A questão é relevante porque trata-se de um método contraceptivo de difícil reversão que, constantemente, provoca arrependimentos.
Mas apenas 5% das pacientes que fizeram a cirurgia conseguem engravidar após uma outra operação para religar as trompas. Neste caso, ela ainda corre o risco de ter uma gestação nas próprias trompas, informa Sérgio Henrique Antonio, diretor clínico da Maternidade Santa Isabel e diretor técnico do Ambulatório de Planejamento Familiar da entidade.
Quando isso acontece, entre a quinta e a oitava semana de gravidez, as trompas devem ser retiradas porque correm o risco de explodir e provocar hemorragia. A inseminação artificial é uma outra possibilidade para driblar a laqueadura.
O procedimento, no entanto, custa entre R$ 8 mil e R$ 10 mil na rede privada.
Médicos particulares também cobram de R$ 2 mil a R$ 3 mil para fazer a laqueadura, que pode ser feita de duas maneiras. Uma delas, denominada laparotomia, consiste num corte na barriga de cerca de cinco centímetros.
A outra, chamada videolaparoscopia, são três pequenas incisões de aproximadamente dois centímetros, por onde entra uma câmera.
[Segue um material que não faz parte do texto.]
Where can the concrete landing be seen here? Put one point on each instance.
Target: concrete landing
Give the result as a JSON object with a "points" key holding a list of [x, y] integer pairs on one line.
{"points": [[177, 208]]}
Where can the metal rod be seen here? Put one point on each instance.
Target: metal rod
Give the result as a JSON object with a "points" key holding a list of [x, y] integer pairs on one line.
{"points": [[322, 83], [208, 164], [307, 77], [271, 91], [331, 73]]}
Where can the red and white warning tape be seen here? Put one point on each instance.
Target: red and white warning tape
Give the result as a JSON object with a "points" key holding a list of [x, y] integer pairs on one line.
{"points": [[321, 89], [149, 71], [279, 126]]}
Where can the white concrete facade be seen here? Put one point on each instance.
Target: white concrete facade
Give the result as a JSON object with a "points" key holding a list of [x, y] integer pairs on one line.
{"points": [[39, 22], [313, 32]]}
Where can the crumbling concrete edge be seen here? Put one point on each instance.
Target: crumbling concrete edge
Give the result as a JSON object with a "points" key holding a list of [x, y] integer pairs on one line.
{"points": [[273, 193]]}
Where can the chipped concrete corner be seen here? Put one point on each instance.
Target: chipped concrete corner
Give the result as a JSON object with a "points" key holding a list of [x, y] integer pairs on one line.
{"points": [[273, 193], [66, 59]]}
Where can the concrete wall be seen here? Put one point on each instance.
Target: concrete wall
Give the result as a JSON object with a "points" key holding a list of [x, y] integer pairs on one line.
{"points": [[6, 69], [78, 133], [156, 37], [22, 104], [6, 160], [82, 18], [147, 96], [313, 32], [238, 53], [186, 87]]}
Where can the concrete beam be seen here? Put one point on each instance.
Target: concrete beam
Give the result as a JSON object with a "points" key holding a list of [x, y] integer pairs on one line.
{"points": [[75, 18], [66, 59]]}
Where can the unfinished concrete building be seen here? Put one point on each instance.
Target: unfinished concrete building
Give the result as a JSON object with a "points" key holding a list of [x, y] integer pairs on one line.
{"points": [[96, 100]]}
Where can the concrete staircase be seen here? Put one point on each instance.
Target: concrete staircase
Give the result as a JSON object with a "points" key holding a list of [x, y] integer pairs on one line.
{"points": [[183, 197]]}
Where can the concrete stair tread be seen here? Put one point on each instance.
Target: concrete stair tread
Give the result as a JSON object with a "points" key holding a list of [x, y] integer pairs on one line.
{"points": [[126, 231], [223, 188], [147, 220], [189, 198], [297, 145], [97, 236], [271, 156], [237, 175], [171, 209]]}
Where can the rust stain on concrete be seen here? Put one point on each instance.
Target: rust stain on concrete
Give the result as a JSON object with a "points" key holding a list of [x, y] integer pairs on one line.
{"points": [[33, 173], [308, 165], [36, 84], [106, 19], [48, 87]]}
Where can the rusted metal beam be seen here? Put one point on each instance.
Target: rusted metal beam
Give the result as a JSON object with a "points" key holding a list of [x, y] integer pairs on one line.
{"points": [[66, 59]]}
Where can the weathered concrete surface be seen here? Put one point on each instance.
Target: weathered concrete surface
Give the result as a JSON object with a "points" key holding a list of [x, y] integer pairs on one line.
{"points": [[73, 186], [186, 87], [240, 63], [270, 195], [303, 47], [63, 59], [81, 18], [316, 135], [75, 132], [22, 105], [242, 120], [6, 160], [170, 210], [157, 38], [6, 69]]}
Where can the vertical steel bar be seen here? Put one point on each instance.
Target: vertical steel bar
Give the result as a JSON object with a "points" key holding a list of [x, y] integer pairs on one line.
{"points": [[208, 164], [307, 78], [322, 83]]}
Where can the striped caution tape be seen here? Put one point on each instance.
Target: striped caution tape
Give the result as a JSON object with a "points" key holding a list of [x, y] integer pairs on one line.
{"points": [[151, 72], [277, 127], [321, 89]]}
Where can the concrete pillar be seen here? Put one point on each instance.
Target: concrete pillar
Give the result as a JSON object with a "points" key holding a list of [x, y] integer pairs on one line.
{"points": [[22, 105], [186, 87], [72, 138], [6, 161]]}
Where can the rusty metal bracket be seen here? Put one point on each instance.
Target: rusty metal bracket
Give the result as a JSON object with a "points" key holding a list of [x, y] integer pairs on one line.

Nos dois casos, as trompas de Falópio, que captam o óvulo do ovário, são cortadas. É na trompa que ocorre o encontro do espermatozóide com o óvulo, onde se dá a fecundação. De lá, o ovo segue para o útero. A interrupção do caminho via laqueadura é desaconselhada para pacientes sem parceiro, sem relacionamento estável, sem filhos e com problema de saúde.
Para elas, Antonio sugere outros métodos contraceptivos como pílula, DIU, preservativo e diafragma por exemplo.